Though Spano did not speak with Spectrum Bay News 9, Hillsborough County Republican Party Chairman Jim Waurishuk did. He says that the party remains solidly behind the incumbent.

"From everything we've seen, in our discussions with him, there were some mistakes made inadvertently and non-intentionally. He and his campaign brought it forward to the Justice Department and the FEC (Federal Elections Commission), so that's a good thing and there was no effort to cover it up."

Frank Alcock is a political scientist at New College in Sarasota.
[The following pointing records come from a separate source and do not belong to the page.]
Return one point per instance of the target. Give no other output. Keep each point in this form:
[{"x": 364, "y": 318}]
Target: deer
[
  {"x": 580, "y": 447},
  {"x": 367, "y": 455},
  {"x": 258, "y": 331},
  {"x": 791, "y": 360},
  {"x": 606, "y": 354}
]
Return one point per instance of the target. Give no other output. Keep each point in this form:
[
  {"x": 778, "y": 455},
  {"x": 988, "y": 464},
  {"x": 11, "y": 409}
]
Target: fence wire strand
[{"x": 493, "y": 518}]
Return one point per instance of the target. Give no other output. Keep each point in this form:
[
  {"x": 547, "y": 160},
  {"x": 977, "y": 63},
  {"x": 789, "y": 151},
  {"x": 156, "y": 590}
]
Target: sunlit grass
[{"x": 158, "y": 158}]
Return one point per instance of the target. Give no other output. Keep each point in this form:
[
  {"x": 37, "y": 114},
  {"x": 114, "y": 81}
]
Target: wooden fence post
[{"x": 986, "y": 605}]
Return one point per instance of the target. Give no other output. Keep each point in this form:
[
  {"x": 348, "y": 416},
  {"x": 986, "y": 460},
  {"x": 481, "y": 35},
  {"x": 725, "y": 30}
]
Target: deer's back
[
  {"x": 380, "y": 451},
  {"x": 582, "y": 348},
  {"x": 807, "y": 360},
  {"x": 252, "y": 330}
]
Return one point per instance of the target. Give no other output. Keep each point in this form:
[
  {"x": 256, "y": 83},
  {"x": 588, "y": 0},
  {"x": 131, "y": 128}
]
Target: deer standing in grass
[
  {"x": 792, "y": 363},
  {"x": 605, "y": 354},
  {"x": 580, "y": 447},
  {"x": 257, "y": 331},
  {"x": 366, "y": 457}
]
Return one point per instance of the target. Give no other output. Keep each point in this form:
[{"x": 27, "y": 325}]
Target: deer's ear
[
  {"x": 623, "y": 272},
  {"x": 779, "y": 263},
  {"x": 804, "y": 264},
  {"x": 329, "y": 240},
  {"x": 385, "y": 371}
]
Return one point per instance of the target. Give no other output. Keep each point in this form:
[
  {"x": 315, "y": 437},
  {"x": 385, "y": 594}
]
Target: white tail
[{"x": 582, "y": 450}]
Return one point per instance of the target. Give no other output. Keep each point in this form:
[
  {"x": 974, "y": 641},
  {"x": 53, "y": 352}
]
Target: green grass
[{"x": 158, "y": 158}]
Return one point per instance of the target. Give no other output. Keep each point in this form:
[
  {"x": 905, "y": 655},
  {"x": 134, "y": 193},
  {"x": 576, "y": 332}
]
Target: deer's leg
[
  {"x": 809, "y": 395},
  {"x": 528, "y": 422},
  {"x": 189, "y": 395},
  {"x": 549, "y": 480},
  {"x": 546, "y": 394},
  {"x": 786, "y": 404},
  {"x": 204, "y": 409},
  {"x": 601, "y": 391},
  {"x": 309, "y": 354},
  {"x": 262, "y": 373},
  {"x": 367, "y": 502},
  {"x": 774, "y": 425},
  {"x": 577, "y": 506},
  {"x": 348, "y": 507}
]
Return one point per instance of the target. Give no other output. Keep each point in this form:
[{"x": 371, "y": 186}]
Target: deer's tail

He believes that the Democrat who survives the primary does have a fighting chance to win the seat in 2020.

"It was more competitive than people though it would be," he says about the 2018 election, in which Spano defeated Democrat Kristen Carlson by just six percentage points.

"Fast forward to the 2020 cycle, Ross Spano has some issues under investigation. It is a competitive district, in terms of the voter registration. So there's a recipe for the Democratic candidate."

Despite Spano's perceived vulnerabilities, no Republican has come forward to date to challenge him in a GOP primary. Combee ended all talk that he would run for the seat when he announced recently that he would instead run for the Polk County Commission.

Then again, qualifiying for the race doesn't take place until next April.

Meanwhile, the two Democrats continue to pile up the endorsements.

Hattersley enjoys the support of much of the Hillsborough County Democratic establishment, and also won the endorsement of Orlando-area Congresswoman Stephanie Murphy.

Cohn has labor support, and high-profile endorsers like former U.S. Senator and Governor Bob Graham, former Congresswoman Gwen Graham and former Massachusetts Congressman Patrick Kennedy.